During initiation—the first step of transcription—Pol II and a host of general transcription factors (GTFs) assemble in a region of DNA called a promoter to form the PIC. Opening the promoter depends on transcription factor II human (TFIIH), a GTF consisting of multiple protein chains, which has the ability to unwind the double helix strands of DNA to initiate transcription. TFIIH also contributes to DNA repair.
Because the biochemical pathways responsible for gene expression and repair are intertwined, understanding the molecular mechanism behind this process is crucial to advancing biomedical applications. For example, the presence of mutations in three subunits of TFIIH directly leads to severe genetic diseases, including autoimmune and neurological disorders.
Previous attempts to characterize the PIC have been limited by incomplete models. The most complete model of the PIC to date, the team’s new version provides superior insights into the structural organizations of these proteins, which transcribe genes and repair DNA.
To develop their PIC model, the researchers combined data from cryo-electron microscopy (CryoEM)—a structural biology method that uses an electron beam to study cryogenically frozen protein samples—and large-scale molecular dynamics simulations on Summit using the Nanoscale Molecular Dynamics (NAMD) code. Summit is located at the Oak Ridge Leadership Computing Facility (OLCF), a US Department of Energy (DOE) Office of Science User Facility at DOE’s Oak Ridge National Laboratory (ORNL).
“The new model gives us the most complete view of the structure of TFIIH, which helps us understand the dynamics of these proteins and lets us map the origins of patient-derived mutations, potentially enabling future biochemical experiments focused on understanding the structural mechanisms of TFIIH,” Ivanov said.
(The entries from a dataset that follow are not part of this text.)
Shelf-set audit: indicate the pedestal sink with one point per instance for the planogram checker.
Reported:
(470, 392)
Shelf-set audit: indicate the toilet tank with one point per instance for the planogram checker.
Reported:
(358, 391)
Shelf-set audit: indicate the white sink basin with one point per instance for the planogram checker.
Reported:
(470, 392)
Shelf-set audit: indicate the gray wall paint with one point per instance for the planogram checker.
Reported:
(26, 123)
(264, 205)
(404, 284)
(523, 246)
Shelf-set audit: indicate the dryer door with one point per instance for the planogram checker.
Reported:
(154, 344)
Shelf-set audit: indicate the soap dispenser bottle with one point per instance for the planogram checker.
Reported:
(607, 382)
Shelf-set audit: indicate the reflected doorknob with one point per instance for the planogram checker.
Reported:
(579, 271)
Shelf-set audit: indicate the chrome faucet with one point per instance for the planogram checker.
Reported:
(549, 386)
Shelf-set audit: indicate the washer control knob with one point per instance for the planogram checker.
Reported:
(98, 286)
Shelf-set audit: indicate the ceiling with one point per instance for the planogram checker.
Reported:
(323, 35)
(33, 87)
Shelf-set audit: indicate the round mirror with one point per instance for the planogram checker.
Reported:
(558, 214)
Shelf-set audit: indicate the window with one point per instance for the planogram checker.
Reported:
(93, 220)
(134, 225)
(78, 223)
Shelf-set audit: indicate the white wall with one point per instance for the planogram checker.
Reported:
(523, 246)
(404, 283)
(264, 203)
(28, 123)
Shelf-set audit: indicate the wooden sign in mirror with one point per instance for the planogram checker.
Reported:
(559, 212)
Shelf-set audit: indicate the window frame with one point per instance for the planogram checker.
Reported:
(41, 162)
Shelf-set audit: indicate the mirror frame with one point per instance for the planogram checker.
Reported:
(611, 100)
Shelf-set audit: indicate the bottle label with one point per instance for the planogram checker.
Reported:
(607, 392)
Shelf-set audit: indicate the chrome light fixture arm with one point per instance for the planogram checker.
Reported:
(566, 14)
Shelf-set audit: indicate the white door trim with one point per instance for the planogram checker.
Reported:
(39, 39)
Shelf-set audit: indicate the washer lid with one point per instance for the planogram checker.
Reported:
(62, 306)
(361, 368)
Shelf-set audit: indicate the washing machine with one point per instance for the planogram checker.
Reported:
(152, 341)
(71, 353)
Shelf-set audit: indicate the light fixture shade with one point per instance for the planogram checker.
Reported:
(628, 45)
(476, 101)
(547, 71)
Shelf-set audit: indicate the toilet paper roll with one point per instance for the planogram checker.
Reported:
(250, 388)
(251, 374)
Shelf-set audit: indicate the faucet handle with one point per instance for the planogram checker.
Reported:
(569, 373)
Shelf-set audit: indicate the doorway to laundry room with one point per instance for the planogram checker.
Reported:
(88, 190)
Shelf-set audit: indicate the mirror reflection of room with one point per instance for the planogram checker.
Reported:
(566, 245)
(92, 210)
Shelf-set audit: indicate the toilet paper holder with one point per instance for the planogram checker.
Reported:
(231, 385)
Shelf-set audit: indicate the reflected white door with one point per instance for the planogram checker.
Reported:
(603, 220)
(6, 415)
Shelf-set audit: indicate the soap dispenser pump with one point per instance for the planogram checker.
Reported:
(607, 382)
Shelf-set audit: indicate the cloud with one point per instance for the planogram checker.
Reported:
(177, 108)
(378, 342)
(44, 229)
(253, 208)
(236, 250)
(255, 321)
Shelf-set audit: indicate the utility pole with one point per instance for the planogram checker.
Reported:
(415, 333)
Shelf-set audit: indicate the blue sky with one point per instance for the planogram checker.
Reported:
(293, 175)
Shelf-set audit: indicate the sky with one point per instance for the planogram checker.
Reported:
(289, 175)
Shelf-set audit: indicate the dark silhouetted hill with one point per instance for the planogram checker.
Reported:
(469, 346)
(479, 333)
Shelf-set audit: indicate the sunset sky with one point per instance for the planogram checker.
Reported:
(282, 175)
“Computation is absolutely instrumental in providing a link between the structure, which comes from CryoEM data, and the disease phenotype, which is a high-level concept difficult to explain with answers purely based on traditional biochemistry and structural biology,” Ivanov said.
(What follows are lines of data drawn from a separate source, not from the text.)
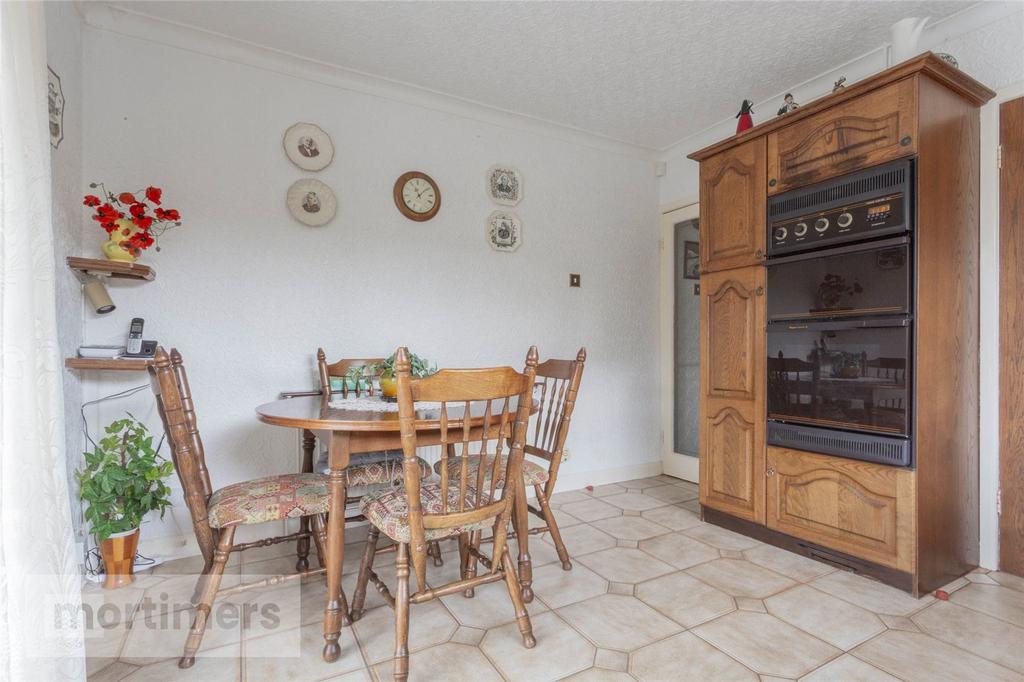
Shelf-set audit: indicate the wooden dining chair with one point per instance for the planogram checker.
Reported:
(217, 512)
(555, 392)
(459, 505)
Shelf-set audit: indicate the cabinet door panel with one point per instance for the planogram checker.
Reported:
(732, 419)
(858, 508)
(878, 127)
(732, 207)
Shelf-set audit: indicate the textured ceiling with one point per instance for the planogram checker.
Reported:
(646, 73)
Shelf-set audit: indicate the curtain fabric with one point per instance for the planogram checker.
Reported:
(40, 586)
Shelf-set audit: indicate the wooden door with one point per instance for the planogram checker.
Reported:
(1012, 337)
(868, 130)
(732, 208)
(859, 508)
(732, 391)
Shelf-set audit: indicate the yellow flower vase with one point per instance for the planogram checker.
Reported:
(112, 248)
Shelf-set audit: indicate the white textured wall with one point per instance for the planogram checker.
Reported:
(247, 294)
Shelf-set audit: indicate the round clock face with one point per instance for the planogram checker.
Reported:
(417, 196)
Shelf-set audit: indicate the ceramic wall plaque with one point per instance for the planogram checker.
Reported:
(311, 203)
(505, 184)
(308, 146)
(504, 230)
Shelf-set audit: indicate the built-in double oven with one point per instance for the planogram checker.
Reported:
(840, 306)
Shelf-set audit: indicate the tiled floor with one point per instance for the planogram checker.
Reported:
(654, 594)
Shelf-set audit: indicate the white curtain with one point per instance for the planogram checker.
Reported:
(40, 587)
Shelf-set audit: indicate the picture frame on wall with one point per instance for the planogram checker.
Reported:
(308, 146)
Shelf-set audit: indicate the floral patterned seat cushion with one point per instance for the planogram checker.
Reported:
(532, 473)
(269, 499)
(381, 468)
(388, 511)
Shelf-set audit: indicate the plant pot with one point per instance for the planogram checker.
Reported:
(112, 248)
(119, 558)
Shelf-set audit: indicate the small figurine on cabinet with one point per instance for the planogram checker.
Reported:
(744, 122)
(788, 104)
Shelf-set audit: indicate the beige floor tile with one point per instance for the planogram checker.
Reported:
(297, 655)
(429, 624)
(685, 656)
(995, 600)
(673, 517)
(583, 539)
(637, 502)
(617, 622)
(560, 650)
(591, 510)
(557, 588)
(740, 579)
(720, 538)
(988, 637)
(489, 606)
(848, 669)
(630, 527)
(918, 657)
(684, 599)
(444, 662)
(679, 550)
(839, 623)
(622, 564)
(766, 644)
(869, 594)
(792, 565)
(222, 665)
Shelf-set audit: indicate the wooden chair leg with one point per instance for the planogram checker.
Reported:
(515, 593)
(359, 596)
(556, 536)
(211, 583)
(401, 615)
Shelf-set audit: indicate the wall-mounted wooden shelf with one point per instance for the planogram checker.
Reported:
(112, 268)
(120, 364)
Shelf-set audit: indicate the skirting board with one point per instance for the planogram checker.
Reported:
(180, 546)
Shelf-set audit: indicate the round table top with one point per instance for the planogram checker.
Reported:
(314, 414)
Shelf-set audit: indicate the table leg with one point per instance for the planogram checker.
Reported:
(520, 522)
(334, 613)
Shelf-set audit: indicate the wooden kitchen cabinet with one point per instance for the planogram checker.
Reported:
(732, 401)
(732, 208)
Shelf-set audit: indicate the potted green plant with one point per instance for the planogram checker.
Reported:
(418, 366)
(121, 482)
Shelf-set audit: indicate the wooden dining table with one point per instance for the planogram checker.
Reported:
(351, 431)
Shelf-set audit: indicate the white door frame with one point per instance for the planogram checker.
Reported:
(673, 464)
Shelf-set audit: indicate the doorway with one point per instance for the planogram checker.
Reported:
(680, 341)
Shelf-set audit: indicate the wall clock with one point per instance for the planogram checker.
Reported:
(417, 196)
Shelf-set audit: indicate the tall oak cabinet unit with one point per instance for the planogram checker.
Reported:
(915, 528)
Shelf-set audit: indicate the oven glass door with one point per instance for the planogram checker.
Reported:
(858, 281)
(843, 374)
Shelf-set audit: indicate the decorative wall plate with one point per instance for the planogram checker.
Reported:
(504, 230)
(311, 203)
(308, 146)
(505, 184)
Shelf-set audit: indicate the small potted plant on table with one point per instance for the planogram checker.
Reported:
(122, 481)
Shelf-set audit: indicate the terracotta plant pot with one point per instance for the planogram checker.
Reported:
(119, 558)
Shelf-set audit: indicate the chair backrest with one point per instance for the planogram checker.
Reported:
(555, 390)
(174, 402)
(499, 399)
(341, 369)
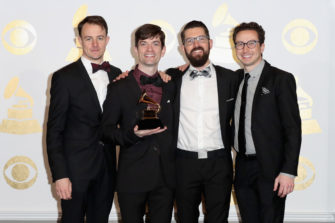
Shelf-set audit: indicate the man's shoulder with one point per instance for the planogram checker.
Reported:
(174, 72)
(277, 72)
(222, 71)
(123, 84)
(115, 69)
(70, 68)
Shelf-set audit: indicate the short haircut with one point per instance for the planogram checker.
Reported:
(250, 26)
(95, 19)
(149, 31)
(194, 24)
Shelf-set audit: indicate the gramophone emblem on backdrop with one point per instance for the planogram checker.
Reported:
(20, 115)
(223, 22)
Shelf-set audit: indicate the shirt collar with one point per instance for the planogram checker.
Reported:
(87, 65)
(257, 70)
(191, 68)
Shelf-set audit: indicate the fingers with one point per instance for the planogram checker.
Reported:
(285, 184)
(276, 184)
(165, 77)
(147, 132)
(64, 189)
(121, 76)
(183, 67)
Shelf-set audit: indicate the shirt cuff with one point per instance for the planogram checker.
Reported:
(289, 175)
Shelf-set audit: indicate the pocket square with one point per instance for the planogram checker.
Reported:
(265, 90)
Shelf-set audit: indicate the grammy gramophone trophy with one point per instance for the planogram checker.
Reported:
(149, 116)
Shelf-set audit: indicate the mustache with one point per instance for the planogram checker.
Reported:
(197, 48)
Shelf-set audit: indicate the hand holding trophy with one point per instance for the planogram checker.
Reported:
(149, 116)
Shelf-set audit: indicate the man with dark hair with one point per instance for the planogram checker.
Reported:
(204, 103)
(267, 131)
(146, 161)
(83, 168)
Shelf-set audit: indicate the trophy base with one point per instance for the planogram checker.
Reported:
(150, 124)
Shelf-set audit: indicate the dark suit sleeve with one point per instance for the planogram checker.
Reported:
(291, 123)
(112, 115)
(59, 104)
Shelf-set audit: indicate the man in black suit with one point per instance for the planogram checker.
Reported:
(267, 131)
(146, 161)
(83, 168)
(204, 103)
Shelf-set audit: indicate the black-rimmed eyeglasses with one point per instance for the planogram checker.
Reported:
(200, 39)
(250, 44)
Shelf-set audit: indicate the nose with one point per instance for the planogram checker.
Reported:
(95, 42)
(196, 43)
(149, 47)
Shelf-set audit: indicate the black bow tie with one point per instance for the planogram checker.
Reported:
(157, 81)
(104, 66)
(196, 73)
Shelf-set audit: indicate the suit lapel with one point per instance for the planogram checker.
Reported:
(221, 94)
(261, 82)
(90, 88)
(178, 82)
(136, 90)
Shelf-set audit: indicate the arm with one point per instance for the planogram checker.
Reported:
(112, 114)
(291, 124)
(59, 104)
From these findings, the team gained detailed insights into three distinct genetic disorders associated with cancer, aging, and developmental defects by unveiling their distinguishing molecular mechanisms.
“If you have a handle on which regions of a protein are affected, then you can potentially develop therapies for genetic diseases, but without a fundamental understanding of the underlying mechanism, all bets are off,” Ivanov said.
This accomplishment provides a foundation for future experimental and computational efforts that could precisely pinpoint the mutations that cause genetic disorders, expound on TFIIH’s distinct contributions to transcription and DNA repair, and delve deeper into the mechanisms of gene expression.
Although this research would have been feasible on other high-performance computing platforms, access to Summit significantly sped up the team’s simulations.
“Running on Summit accelerates our research,” Ivanov said. “Instead of spending several months running on another system, we were able to complete our calculations in a matter of days, which saved us a lot of time and effort.”
This year, the team will run related calculations on Summit through a 2019 Innovative and Novel Computational Impact on Theory and Experiment (INCITE) program allocation. The researchers have mainly studied Pol II, but they plan to expand their project to investigate the functional dynamics of Pol I and Pol III as well, which could lead to more groundbreaking insights.
“We look forward to moving beyond merely describing the mechanisms of transcription to elucidate their connection to genetic diseases,” Ivanov said.
Ivanov’s coauthors are Chunli Yan and Thomas Dodd of Georgia State University, Yuan He of Northwestern University, John A. Tainer of the University of Texas M. D. Anderson Cancer Center and Lawrence Berkeley National Laboratory, and Susan E. Tsutakawa of Lawrence Berkeley National Laboratory.